Interface DocumentClassifier<T>

All Known Implementing Classes:
KNearestNeighborDocumentClassifier, SimpleNaiveBayesDocumentClassifier

public interface DocumentClassifier<T>
A classifier, see http://en.wikipedia.org/wiki/Classifier_(mathematics), which assign classes of type T to a Documents
WARNING: This API is experimental and might change in incompatible ways in the next release.
  • Method Summary

    Modifier and Type
    Method
    Description
    assignClass(org.apache.lucene.document.Document document)
    Assign a class (with score) to the given Document
    getClasses(org.apache.lucene.document.Document document)
    Get all the classes (sorted by score, descending) assigned to the given Document.
    getClasses(org.apache.lucene.document.Document document, int max)
    Get the first max classes (sorted by score, descending) assigned to the given text String.
  • Method Details

    • assignClass

      ClassificationResult<T> assignClass(org.apache.lucene.document.Document document) throws IOException
      Assign a class (with score) to the given Document
      Parameters:
      document - a Document to be classified. Fields are considered features for the classification.
      Returns:
      a ClassificationResult holding assigned class of type T and score
      Throws:
      IOException - If there is a low-level I/O error.
    • getClasses

      List<ClassificationResult<T>> getClasses(org.apache.lucene.document.Document document) throws IOException
      Get all the classes (sorted by score, descending) assigned to the given Document.
      Parameters:
      document - a Document to be classified.
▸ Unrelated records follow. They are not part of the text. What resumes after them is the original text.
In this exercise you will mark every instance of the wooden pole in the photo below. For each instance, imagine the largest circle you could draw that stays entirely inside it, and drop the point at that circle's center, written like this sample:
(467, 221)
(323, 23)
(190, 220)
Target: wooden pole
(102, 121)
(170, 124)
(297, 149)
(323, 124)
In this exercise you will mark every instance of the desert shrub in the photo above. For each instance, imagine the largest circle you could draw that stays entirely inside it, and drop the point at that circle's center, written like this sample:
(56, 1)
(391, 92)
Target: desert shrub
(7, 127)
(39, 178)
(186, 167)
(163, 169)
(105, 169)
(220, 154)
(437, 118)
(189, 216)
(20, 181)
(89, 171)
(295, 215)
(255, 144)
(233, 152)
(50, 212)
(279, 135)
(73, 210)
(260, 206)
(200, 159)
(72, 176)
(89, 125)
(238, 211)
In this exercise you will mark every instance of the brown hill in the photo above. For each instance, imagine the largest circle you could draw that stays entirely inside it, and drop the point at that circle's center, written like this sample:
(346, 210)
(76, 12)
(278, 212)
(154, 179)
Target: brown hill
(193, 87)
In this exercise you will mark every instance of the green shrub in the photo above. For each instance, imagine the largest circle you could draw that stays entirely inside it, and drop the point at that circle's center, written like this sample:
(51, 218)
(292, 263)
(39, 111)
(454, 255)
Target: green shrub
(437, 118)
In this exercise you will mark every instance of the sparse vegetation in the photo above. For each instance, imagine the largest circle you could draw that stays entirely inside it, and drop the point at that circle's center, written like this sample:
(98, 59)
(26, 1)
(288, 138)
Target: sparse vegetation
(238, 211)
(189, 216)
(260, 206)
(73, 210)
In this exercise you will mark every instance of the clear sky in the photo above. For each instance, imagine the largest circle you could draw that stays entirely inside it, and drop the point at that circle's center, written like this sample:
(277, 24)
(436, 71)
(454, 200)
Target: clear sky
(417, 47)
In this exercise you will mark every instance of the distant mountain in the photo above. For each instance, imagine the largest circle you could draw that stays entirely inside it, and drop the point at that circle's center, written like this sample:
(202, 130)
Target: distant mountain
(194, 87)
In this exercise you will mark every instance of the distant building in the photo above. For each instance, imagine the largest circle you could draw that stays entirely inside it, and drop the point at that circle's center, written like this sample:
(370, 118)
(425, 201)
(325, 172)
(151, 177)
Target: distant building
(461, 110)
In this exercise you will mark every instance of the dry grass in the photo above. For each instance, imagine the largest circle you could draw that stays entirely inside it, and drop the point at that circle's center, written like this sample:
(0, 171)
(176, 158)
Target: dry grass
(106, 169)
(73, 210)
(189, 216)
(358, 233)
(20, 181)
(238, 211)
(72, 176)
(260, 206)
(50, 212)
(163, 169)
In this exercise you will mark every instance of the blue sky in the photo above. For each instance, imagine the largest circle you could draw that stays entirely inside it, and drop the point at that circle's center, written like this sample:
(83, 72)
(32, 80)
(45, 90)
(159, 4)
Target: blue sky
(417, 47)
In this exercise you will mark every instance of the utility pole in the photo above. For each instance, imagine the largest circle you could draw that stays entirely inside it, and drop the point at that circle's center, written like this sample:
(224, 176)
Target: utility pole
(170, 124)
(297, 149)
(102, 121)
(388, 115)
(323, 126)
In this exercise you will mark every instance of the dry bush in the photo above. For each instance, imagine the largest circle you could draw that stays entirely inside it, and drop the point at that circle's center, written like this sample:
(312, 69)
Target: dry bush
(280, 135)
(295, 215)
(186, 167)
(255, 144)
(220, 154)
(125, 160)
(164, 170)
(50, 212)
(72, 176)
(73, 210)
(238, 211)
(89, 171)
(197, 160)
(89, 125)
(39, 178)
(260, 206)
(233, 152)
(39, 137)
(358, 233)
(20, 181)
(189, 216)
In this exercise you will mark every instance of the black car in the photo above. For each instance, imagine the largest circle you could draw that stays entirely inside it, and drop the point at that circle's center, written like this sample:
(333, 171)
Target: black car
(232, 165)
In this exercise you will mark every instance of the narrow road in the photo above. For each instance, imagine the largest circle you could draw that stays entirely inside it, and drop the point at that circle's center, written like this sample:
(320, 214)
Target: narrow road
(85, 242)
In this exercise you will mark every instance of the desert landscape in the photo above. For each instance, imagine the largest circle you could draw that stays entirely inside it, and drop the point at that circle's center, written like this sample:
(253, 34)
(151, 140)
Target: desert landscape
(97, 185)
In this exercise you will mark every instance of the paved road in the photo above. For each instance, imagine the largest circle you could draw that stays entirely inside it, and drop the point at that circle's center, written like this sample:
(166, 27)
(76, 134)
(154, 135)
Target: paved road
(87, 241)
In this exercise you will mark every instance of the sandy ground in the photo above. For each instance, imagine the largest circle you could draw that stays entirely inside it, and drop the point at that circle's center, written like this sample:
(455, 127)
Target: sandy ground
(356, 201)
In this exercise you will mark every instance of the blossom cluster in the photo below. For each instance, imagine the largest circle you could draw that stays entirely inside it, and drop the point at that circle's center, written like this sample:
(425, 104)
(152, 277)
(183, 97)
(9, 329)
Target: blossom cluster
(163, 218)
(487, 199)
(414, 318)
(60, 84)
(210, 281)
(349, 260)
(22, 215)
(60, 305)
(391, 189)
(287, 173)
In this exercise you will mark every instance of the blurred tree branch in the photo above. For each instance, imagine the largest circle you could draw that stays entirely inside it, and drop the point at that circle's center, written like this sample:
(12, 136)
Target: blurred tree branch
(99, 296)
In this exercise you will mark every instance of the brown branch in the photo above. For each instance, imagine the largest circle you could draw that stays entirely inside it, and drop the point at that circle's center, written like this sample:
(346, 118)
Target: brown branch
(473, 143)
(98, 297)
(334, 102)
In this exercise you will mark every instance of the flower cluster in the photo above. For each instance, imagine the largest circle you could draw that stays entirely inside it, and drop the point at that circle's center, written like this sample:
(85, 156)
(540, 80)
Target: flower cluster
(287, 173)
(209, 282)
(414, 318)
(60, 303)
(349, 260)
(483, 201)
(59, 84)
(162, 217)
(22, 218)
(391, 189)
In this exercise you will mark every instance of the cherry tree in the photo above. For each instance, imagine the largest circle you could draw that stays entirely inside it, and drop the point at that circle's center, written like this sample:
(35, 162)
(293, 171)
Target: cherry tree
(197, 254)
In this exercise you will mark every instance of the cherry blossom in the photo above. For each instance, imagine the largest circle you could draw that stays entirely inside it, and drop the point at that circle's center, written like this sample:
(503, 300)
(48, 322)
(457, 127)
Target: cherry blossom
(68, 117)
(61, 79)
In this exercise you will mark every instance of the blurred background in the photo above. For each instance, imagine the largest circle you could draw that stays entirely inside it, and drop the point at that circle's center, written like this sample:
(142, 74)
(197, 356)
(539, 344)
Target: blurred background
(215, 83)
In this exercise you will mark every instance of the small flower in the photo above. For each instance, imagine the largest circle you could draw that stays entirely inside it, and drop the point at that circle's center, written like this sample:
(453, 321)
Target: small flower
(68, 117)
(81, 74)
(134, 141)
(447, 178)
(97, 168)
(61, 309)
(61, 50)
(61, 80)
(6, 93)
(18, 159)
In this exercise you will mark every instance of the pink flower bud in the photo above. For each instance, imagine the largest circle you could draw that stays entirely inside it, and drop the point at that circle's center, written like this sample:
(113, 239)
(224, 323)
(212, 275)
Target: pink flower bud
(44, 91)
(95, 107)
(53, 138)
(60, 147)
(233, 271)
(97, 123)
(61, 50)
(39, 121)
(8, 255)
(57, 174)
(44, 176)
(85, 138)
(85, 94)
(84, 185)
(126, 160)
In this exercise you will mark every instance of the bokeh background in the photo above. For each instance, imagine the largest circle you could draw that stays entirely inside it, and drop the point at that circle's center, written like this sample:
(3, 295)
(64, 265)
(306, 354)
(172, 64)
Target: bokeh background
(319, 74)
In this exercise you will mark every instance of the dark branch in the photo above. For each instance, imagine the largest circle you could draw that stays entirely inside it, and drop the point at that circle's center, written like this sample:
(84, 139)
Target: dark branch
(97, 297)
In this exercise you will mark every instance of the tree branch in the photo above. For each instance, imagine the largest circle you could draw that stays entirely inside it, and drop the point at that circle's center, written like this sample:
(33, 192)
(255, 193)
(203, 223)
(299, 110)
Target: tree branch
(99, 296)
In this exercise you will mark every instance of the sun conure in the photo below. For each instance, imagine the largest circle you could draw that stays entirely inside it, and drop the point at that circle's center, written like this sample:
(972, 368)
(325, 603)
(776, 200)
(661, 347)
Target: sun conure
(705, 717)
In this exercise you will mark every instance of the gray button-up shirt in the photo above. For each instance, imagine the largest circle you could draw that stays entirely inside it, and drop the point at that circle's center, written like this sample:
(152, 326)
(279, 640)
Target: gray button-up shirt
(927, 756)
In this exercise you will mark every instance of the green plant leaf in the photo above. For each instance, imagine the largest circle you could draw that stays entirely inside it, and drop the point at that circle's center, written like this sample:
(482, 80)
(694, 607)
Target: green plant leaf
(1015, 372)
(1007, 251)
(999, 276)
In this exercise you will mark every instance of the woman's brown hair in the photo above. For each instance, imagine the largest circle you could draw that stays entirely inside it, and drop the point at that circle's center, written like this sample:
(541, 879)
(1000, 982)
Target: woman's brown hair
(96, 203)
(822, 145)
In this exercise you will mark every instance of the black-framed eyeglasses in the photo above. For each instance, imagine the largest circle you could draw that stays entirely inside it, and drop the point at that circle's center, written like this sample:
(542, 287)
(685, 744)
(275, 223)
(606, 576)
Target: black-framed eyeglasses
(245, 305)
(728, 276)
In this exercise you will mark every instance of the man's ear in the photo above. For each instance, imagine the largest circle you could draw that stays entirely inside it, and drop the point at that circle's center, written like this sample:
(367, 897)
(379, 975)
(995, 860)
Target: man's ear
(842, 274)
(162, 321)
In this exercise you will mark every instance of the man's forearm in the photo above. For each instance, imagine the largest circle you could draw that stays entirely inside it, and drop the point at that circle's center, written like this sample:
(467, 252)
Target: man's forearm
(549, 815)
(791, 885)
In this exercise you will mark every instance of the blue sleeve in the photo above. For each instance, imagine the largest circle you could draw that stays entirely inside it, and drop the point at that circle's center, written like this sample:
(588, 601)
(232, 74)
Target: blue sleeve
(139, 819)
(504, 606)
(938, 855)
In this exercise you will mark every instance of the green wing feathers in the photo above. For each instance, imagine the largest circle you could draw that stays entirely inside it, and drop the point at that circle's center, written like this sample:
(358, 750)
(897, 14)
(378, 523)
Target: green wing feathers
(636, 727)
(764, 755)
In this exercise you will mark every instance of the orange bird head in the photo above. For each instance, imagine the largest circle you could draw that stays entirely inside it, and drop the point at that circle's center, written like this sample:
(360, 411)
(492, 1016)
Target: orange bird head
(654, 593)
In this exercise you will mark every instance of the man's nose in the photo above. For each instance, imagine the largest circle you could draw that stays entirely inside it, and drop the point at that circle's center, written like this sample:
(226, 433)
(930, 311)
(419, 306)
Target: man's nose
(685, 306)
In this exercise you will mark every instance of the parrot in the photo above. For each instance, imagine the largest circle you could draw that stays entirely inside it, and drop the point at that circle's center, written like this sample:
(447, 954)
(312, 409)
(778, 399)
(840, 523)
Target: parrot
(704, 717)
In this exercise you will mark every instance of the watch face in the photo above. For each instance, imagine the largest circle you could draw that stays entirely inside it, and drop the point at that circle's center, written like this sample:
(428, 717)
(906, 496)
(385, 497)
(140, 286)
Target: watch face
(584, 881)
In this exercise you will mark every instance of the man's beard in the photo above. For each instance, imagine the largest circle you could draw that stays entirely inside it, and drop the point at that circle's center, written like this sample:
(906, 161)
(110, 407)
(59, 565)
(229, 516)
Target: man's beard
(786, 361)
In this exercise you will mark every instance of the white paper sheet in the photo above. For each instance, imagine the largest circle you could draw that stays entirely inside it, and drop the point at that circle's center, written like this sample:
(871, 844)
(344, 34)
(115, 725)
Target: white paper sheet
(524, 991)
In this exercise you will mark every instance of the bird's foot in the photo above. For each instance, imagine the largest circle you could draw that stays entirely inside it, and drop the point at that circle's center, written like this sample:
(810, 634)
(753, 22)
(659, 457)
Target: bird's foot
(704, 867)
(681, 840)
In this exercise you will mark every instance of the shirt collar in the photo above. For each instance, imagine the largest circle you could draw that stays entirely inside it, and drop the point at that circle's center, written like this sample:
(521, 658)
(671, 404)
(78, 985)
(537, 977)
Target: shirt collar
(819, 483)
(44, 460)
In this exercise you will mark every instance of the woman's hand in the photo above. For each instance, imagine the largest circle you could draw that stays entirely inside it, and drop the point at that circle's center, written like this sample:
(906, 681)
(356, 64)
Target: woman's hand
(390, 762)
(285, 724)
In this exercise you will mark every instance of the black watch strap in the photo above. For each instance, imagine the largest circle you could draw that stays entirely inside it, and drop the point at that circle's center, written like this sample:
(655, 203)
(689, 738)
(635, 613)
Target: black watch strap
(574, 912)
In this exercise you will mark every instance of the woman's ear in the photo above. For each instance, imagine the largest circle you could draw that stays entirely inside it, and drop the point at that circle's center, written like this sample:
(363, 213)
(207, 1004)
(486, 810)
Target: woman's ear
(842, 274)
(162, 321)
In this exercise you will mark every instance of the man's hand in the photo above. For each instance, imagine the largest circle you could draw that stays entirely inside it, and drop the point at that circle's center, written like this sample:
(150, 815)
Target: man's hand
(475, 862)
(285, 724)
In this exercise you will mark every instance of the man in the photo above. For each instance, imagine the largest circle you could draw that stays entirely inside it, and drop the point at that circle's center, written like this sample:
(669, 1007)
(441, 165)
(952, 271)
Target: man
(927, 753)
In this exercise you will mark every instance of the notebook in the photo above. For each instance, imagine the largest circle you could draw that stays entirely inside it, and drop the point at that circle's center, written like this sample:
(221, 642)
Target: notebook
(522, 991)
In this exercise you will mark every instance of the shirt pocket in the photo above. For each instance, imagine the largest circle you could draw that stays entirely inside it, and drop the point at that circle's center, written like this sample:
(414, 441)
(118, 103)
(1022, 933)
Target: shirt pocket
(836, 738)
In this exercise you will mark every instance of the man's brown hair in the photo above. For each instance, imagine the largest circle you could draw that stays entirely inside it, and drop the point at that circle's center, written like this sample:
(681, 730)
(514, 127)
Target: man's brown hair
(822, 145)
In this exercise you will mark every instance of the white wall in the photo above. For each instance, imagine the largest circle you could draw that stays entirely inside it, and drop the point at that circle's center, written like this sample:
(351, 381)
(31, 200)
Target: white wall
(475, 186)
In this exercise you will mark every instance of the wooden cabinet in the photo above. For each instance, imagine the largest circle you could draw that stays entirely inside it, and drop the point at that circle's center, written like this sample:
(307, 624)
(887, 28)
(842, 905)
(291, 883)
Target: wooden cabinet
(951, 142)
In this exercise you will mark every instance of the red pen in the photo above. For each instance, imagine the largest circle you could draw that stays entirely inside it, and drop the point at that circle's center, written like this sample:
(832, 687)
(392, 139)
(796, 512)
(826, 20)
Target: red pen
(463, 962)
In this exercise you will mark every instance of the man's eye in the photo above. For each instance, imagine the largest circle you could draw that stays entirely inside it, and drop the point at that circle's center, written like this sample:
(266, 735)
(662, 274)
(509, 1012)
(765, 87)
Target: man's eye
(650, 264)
Fields are considered features for the classification.
      Returns:
      the whole list of ClassificationResult, the classes and scores. Returns null if the classifier can't make lists.
      Throws:
      IOException - If there is a low-level I/O error.
    • getClasses

      List<ClassificationResult<T>> getClasses(org.apache.lucene.document.Document document, int max) throws IOException
      Get the first max classes (sorted by score, descending) assigned to the given text String.
      Parameters:
      document - a Document to be classified. Fields are considered features for the classification.
      max - the number of return list elements
      Returns:
      the whole list of ClassificationResult, the classes and scores. Cut for "max" number of elements. Returns null if the classifier can't make lists.
      Throws:
      IOException - If there is a low-level I/O error.